12. A high-throughput automated multi-sample processing system, a. Base unit, b. Tangential flow filtration (TFF) tip, c. Automation subsystem, and d. Housing, equipped with The TFF chip is configured to operate together with the base unit. The aforementioned TFF chip is i. Chip substrate assembly, ii. Membrane assembly, iii. Integrated transfer tube, and, iv.

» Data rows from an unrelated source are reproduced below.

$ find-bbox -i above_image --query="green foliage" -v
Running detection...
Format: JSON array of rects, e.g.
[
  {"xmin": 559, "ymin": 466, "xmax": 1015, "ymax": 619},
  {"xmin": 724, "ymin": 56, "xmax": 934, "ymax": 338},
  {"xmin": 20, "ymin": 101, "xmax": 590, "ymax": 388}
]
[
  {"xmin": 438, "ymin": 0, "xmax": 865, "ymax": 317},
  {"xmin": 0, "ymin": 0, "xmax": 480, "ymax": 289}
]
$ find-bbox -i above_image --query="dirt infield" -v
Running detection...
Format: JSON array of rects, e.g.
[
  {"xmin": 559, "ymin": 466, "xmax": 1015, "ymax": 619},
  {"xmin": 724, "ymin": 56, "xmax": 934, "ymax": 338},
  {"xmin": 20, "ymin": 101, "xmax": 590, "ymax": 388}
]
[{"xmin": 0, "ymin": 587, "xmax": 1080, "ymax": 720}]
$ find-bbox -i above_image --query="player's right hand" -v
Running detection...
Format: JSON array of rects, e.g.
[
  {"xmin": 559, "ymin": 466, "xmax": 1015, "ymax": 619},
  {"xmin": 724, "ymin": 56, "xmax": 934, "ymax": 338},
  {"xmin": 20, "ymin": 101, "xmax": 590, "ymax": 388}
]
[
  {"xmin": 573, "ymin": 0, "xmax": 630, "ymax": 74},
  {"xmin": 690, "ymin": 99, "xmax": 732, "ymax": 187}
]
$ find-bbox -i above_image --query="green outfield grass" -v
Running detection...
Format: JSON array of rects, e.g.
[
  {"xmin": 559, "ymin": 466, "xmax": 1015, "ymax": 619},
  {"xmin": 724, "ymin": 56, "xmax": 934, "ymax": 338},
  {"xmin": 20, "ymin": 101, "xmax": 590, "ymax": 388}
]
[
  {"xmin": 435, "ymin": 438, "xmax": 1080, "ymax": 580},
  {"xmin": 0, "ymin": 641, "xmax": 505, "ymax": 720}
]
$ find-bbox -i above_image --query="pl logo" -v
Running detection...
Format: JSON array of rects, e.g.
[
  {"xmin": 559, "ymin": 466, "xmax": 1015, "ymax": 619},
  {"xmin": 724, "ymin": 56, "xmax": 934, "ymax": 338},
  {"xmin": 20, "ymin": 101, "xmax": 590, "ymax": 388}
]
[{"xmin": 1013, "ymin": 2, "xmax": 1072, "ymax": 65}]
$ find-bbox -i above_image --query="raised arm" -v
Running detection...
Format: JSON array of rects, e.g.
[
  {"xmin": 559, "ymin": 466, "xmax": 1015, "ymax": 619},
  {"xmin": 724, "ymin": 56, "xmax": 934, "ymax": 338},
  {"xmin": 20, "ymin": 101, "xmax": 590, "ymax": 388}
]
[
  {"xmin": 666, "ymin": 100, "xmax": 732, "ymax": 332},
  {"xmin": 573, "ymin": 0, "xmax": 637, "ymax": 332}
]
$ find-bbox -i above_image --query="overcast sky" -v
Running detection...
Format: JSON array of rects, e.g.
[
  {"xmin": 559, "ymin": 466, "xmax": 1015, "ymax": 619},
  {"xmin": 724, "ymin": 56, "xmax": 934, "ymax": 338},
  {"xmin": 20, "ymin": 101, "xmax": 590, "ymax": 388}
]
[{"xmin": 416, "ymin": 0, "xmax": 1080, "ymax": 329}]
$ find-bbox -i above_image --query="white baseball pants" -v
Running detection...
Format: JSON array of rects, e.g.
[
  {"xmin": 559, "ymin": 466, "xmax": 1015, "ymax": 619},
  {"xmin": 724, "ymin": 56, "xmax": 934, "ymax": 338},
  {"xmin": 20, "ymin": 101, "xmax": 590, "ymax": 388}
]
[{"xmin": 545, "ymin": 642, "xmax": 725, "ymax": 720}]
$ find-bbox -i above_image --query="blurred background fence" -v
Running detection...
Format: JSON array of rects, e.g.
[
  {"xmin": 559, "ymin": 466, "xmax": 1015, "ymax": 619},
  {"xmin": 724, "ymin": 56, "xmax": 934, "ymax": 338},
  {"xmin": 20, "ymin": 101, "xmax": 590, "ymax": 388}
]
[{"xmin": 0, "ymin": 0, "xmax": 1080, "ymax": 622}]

Equipped with one or more diaphragm / valve complexes, The aforementioned chip substrate assembly defines a closed fluid channel, The aforementioned film assembly is I. Concentration membrane or filtration membrane, II. Low-volume pathways, and III. Equipped with a standard capacity path, The one or more diaphragm / valve complexes are interposed along the closed fluid passage, The automation subsystem is for engaging with the TFF chip, The housing defines the envelope of the system. system.

13. The system according to claim 12, Further equipped with chip racks in the automated bay for holding one or more chips, system.

14. The system according to claim 12, With additional tube racks in the automated bay, system.

15. The system according to claim 12, Further equipped with a cleaning subsystem in the automated bay, system.

16. The system according to claim 12, The automation subsystem comprises a gantry and a robotic gripper. system.

17. The system according to claim 16, The automation subsystem is configured to move above the envelope of the housing. system.

18. The system according to claim 17, The aforementioned gantry is a movable gantry. system.

19. The system according to claim 18, The movable gantry is configured to move left and right within the envelope of the housing, or to move up and down within the envelope of the housing. The movable gantry is configured such that the pivot point for the robot gripper moves up and down or left and right within the envelope of the housing. system.

20. The system according to claim 12, The base unit comprises a first tare subsystem and a second tare subsystem, The second tare subsystem is a more accurate tare subsystem compared to the first tare subsystem. system.